Excel BI - Excel Challenge 865

excel-challenges

excel-formulas

🔰 Many legacy machines are dumping logs where the data position varies wildly.

Published

March 24, 2026

Illustration for Excel BI - Excel Challenge 865

Challenge Description

🔰 Many legacy machines are dumping logs where the data position varies wildly. The combined log is given.

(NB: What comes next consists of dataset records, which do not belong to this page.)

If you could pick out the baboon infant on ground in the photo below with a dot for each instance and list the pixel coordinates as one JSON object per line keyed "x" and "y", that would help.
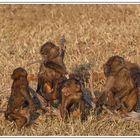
{"x": 20, "y": 104}
{"x": 120, "y": 92}
{"x": 71, "y": 93}
{"x": 51, "y": 69}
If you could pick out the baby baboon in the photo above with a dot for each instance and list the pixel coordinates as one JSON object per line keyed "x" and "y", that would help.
{"x": 20, "y": 104}
{"x": 51, "y": 69}
{"x": 71, "y": 92}
{"x": 120, "y": 92}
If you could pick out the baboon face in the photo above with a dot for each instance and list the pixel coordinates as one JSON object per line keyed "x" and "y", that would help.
{"x": 18, "y": 73}
{"x": 113, "y": 64}
{"x": 50, "y": 51}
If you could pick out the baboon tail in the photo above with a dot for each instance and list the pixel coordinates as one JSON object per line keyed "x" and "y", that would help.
{"x": 40, "y": 100}
{"x": 134, "y": 115}
{"x": 88, "y": 99}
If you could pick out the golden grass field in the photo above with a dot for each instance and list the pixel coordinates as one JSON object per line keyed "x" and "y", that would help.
{"x": 93, "y": 33}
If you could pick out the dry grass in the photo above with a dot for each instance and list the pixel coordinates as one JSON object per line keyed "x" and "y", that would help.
{"x": 93, "y": 33}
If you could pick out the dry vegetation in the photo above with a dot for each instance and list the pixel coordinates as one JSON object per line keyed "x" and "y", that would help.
{"x": 93, "y": 33}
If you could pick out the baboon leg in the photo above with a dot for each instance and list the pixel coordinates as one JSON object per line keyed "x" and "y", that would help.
{"x": 64, "y": 109}
{"x": 20, "y": 122}
{"x": 19, "y": 119}
{"x": 39, "y": 86}
{"x": 82, "y": 111}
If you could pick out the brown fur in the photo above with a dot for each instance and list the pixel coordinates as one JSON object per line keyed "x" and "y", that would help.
{"x": 20, "y": 104}
{"x": 71, "y": 92}
{"x": 51, "y": 70}
{"x": 120, "y": 92}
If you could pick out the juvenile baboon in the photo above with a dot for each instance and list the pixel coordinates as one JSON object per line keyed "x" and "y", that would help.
{"x": 71, "y": 92}
{"x": 52, "y": 68}
{"x": 20, "y": 104}
{"x": 120, "y": 91}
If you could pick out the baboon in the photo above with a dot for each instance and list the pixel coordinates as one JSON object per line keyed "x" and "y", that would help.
{"x": 71, "y": 92}
{"x": 52, "y": 68}
{"x": 120, "y": 92}
{"x": 20, "y": 104}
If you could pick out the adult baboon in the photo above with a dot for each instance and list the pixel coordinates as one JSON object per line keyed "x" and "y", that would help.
{"x": 120, "y": 92}
{"x": 20, "y": 104}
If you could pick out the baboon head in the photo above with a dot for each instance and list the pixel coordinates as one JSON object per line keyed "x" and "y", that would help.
{"x": 50, "y": 51}
{"x": 70, "y": 87}
{"x": 113, "y": 65}
{"x": 19, "y": 73}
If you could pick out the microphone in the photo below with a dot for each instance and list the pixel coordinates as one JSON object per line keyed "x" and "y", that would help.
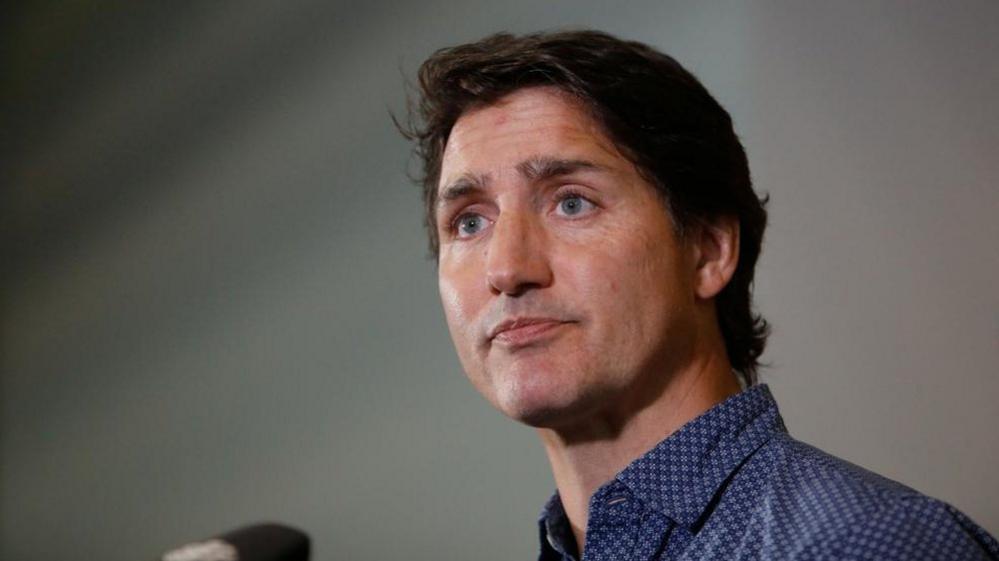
{"x": 259, "y": 542}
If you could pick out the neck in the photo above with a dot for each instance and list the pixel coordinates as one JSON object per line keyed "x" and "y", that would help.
{"x": 588, "y": 454}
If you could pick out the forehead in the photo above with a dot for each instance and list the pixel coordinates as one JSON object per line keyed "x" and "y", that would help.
{"x": 528, "y": 123}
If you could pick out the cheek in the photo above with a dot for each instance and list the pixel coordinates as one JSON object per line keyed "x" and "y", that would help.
{"x": 462, "y": 305}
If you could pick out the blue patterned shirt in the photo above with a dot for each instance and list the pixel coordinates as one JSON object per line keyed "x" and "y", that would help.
{"x": 732, "y": 484}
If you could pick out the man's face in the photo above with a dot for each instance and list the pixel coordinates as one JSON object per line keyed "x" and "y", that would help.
{"x": 565, "y": 288}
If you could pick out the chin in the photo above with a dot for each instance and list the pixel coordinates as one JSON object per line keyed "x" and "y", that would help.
{"x": 544, "y": 407}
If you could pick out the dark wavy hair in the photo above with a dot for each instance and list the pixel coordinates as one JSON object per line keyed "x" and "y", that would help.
{"x": 655, "y": 111}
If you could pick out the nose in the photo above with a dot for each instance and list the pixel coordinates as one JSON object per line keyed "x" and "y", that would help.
{"x": 517, "y": 259}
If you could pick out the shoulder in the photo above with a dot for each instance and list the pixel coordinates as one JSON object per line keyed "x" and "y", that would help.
{"x": 812, "y": 503}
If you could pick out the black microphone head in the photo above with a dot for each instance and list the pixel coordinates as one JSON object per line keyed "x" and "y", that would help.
{"x": 259, "y": 542}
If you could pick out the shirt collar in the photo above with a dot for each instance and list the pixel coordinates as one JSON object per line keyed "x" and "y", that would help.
{"x": 681, "y": 475}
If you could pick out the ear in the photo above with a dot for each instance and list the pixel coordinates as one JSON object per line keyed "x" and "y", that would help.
{"x": 716, "y": 252}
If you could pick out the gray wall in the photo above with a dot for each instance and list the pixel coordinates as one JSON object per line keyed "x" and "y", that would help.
{"x": 217, "y": 306}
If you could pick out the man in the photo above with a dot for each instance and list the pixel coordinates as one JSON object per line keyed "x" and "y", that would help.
{"x": 596, "y": 232}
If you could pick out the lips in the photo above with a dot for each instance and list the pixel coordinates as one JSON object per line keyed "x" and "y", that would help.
{"x": 523, "y": 331}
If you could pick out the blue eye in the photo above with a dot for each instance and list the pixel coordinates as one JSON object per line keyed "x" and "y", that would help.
{"x": 572, "y": 205}
{"x": 470, "y": 224}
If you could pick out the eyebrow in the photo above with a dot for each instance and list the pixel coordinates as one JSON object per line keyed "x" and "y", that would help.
{"x": 533, "y": 169}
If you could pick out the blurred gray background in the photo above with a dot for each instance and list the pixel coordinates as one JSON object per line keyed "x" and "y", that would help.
{"x": 217, "y": 306}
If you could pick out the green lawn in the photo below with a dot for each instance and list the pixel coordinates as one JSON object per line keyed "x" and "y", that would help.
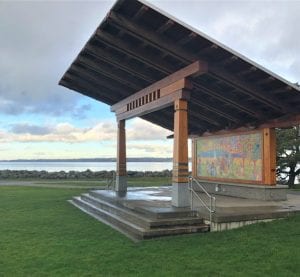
{"x": 41, "y": 234}
{"x": 132, "y": 181}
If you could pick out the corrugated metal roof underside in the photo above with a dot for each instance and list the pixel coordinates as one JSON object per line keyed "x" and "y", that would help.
{"x": 137, "y": 45}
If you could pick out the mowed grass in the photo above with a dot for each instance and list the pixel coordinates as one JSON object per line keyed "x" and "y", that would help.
{"x": 132, "y": 181}
{"x": 41, "y": 234}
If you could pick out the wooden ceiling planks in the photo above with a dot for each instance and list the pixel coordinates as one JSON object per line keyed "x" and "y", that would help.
{"x": 137, "y": 45}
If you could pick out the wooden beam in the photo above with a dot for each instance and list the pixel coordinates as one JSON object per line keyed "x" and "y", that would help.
{"x": 283, "y": 122}
{"x": 151, "y": 37}
{"x": 180, "y": 148}
{"x": 121, "y": 174}
{"x": 89, "y": 91}
{"x": 181, "y": 54}
{"x": 187, "y": 38}
{"x": 152, "y": 61}
{"x": 153, "y": 106}
{"x": 101, "y": 54}
{"x": 98, "y": 81}
{"x": 234, "y": 102}
{"x": 140, "y": 12}
{"x": 114, "y": 73}
{"x": 191, "y": 70}
{"x": 164, "y": 27}
{"x": 225, "y": 114}
{"x": 201, "y": 116}
{"x": 135, "y": 52}
{"x": 104, "y": 70}
{"x": 248, "y": 89}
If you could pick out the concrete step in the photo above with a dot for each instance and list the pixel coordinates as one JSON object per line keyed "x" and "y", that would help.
{"x": 150, "y": 212}
{"x": 134, "y": 226}
{"x": 137, "y": 218}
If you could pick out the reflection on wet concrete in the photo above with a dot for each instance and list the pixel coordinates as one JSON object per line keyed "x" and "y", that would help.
{"x": 139, "y": 193}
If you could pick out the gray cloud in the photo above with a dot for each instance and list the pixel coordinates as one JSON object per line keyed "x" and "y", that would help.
{"x": 264, "y": 31}
{"x": 25, "y": 128}
{"x": 38, "y": 41}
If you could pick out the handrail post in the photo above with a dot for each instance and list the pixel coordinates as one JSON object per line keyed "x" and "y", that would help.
{"x": 212, "y": 200}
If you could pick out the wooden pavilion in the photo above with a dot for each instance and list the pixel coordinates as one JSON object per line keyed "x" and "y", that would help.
{"x": 145, "y": 63}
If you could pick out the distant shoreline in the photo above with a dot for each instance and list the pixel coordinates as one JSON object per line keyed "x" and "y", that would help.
{"x": 90, "y": 160}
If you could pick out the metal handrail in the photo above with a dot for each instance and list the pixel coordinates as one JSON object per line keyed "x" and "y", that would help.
{"x": 111, "y": 181}
{"x": 212, "y": 200}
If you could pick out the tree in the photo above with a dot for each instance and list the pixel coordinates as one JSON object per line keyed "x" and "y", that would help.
{"x": 288, "y": 155}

Extract following -

Solutions

library(tidyverse)
library(readxl)

path <- "Excel/800-899/865/865 Complex Regex.xlsx"
input <- read_excel(path, range = "A2:A95")
test <- read_excel(path, range = "C2:E95")

result <- input %>%
  mutate(
    Date = ymd(str_extract(Data, "[0-9]{2,4}[/|-][0-9]{1,2}[/|-][0-9]{1,2}")),
    `Product ID` = str_extract(Data, "[A-Z]{2}[0-9]{3}"),
    `Weight in Kg` = {
      w <- str_extract(
        Data,
        "(kg|kgs|gm|gms)\\s*[0-9]+\\.?[0-9]*|[0-9]+\\.?[0-9]*\\s*(kg|kgs|gm|gms)"
      )
      val <- as.numeric(str_extract(w, "[0-9]+\\.?[0-9]*"))
      unit <- str_extract(w, "kg|kgs|gm|gms")
      case_when(
        unit %in% c("gm", "gms") ~ val / 1000,
        unit %in% c("kg", "kgs") ~ val,
        TRUE ~ NA_real_
      )
    }
  ) %>%
  select(-Data)

all.equal(result, test, check.attributes = FALSE)
# [1] TRUE

Logic: Read the workbook ranges needed for the challenge; Derive the required intermediate columns; Parse the packed text or string structure; Apply the business rule conditions explicitly.
Strengths: The solution stays close to the text pattern itself, which makes the extraction logic easy to audit.
Areas for Improvement: The solution assumes the workbook layout and selected ranges remain stable, so any structural change in the sheet would require small adjustments.
Gem: A small number of well-targeted text patterns does most of the heavy lifting.

import pandas as pd
import re
import numpy as np

path = "Excel/800-899/865/865 Complex Regex.xlsx"
input = pd.read_excel(path, usecols="A", skiprows=1, nrows=93)
test = pd.read_excel(path, usecols="C:E", skiprows=1, nrows=93)

def extract_date(s):
    m = re.search(
        r"(24|2024)[-/](\d{1,2})[-/](\d{1,2})",
        s or ""
    )
    return pd.to_datetime(m.group(0), errors="coerce", dayfirst=False, yearfirst=True) if m else pd.NaT

def extract_product_id(s):
    m = re.search(r"[A-Z]{2}[0-9]{3}", s or "")
    return m.group(0) if m else None

def extract_weight_kg(s):
    m = re.search(r"(kg|kgs|gm|gms)\s*[0-9]+\.?[0-9]*|[0-9]+\.?[0-9]*\s*(kg|kgs|gm|gms)", s or "")
    if not m: return np.nan
    v = re.search(r"[0-9]+\.?[0-9]*", m.group(0))
    u = re.search(r"kg|kgs|gm|gms", m.group(0))
    if not v or not u: return np.nan
    val, unit = float(v.group(0)), u.group(0)
    return val/1000 if unit in ("gm","gms") else val if unit in ("kg","kgs") else np.nan

result = pd.DataFrame({
    "Date": input.iloc[:,0].apply(extract_date),
    "Product ID": input.iloc[:,0].apply(extract_product_id),
    "Weight in Kg": input.iloc[:,0].apply(extract_weight_kg)
})

result["Weight in Kg"] = result["Weight in Kg"].astype("int64")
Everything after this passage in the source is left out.